As mentioned earlier, in the past decades, the development of SPPS has involved a long series of improvements upon existing methodologies. For this purpose, a vast number of resin and linkers have been developed and optimized, enabling a wide range of application. The resin determines the physical properties, e.g., swelling which is necessary for diffusion and accessibility of active sites. It is also required to be chemically and mechanically stable, to allow an appropriate and convenient loading of the substrates, to be permeable to solvents and reactants, moreover to have a homogeneous bead size.
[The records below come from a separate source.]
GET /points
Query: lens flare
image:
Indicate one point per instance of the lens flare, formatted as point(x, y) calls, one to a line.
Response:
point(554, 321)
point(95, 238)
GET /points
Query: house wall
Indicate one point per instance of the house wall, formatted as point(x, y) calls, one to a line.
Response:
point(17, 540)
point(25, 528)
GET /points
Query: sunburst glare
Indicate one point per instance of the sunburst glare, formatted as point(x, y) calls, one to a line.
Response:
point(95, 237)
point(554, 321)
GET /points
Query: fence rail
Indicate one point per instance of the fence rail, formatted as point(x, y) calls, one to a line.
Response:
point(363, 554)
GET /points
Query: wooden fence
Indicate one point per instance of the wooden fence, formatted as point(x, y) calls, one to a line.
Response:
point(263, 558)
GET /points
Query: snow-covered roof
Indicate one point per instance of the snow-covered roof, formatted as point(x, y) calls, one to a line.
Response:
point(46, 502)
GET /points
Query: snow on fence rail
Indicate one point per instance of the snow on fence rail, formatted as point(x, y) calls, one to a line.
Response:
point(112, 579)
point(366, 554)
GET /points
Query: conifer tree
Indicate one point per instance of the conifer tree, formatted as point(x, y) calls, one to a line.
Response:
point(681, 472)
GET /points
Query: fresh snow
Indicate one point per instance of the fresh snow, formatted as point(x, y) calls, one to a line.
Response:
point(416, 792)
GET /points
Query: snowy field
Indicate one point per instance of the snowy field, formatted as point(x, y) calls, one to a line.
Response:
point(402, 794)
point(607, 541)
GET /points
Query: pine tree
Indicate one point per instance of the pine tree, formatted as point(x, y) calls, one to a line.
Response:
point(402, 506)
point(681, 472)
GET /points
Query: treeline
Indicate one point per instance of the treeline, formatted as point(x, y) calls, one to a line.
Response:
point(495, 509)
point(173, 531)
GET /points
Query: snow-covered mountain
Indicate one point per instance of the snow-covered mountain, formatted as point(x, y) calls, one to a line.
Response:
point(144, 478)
While the linker determines the conditions that can be used throughout peptide chain assembly, and also the nature of the C-terminal functionality possessing C-terminal carboxylic acids or primary amides. Although resins and likers are separate entities, it cannot be overemphasized that in all but a few cases, the linkage and resin selections are independent of one another; and frequently, a successful SPPS depends upon the choice of these.   For the sake of generality, the description below will focus substantially on Fmoc-based chemistry, since this master thesis utilizes Fmoc-strategy.  In consideration of the foregoing, selecting the proper insoluble polymer support (resin) is often the first requirement during solid-phase peptide synthesis. The decision regarding this depends on whether the plan is to perform Fmoc-based automated SPPS under continuous-flow mode or batch-wise SPPS using Fmoc-based chemistry. Over the years, the polymeric supports for solid-phase synthesis have matured considerably, and a limited number of resins such as, polystyrene (PS), PS-functionalized polyethylene glycol (PEG), as well as pure cross-linked PEG resins have been developed and become commercially available. At present, these are classes of resins that are most commonly used during solid-phase peptide synthesis.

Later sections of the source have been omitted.